Yes, it means that the platform is buggy, but that doesn't help anyone wanting to write portable-in-practice code. The standard specifying specific behavior is just giving a false sense of security.

> Okay, how about `signal()` being called in a multi-threaded program? Why couldn't they define it in C11 such that it could be called?

This is even more definitely not a case of compiler developer conflict of interest. And it's not a case of previously-defined behavior changing, so that set remains still at just realloc. (I wouldn't be surprised if there are more, but if it's not a thing easily listed off I find it hard to believe it's a real significant worry)

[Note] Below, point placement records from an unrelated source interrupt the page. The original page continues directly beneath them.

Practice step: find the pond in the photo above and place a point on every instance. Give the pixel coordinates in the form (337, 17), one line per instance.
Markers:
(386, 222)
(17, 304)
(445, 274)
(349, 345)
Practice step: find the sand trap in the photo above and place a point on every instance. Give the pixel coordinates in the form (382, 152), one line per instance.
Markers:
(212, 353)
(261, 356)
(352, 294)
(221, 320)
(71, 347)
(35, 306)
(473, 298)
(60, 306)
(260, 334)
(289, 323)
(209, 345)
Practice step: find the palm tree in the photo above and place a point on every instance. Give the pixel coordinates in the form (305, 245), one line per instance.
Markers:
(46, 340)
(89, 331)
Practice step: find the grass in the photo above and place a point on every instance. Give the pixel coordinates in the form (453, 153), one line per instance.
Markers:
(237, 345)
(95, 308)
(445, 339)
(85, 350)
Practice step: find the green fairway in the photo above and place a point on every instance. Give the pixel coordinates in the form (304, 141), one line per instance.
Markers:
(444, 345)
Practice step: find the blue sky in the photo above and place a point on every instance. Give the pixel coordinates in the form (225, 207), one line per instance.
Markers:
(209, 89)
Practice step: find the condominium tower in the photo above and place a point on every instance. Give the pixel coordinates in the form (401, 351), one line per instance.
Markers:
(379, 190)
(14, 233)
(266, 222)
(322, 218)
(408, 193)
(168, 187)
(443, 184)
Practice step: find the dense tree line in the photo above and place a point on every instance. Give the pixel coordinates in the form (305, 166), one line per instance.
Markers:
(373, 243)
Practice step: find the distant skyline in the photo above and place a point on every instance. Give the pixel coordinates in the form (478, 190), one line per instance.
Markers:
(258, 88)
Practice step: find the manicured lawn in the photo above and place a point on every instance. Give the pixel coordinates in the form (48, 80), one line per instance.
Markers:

But POSIX defines it anyway; and as signals are rather pointless without platform-specific assumptions, it's not like it matters for portability. Honestly, having signals as-is in the C standard feels rather useless to me in general. And 'man 2 signal' warns to not use 'signal()', recommending the non-standard sigaction instead.

And, as far as I can tell, implementation-defined vs undefined barely matters, given that a platform may choose to define the implementation-defined thing as doing arbitrary things anyway, or, conversely, indeed document specific behavior for undefined things. The most significant thing I can tell from the wording is that implementation-defined requires the behavior to be documented, but I am fairly sure there are many C compilers that don't document everything implementation-defined.

> I'd rather not be forced to be a superhuman programmer.

All you have to do is not use signed integers for doing modular/bitwise arithmetic just as much as you don't use integers for doing floating-point arithmetic. It's not much to ask. And the null pointer thing isn't even an issue for userspace code (i.e. what 99.99% of programmers write).

I do think think configuring behavior of various things should be more prevalent & nicer to do; even in cases where a language/platform does define specific behavior, it may nevertheless be undesired (e.g. a+1<a might not work for overflow checking if signed addition was implementation-defined (and, say, a platform defines it as saturating), and so portable projects still couldn't use it for such).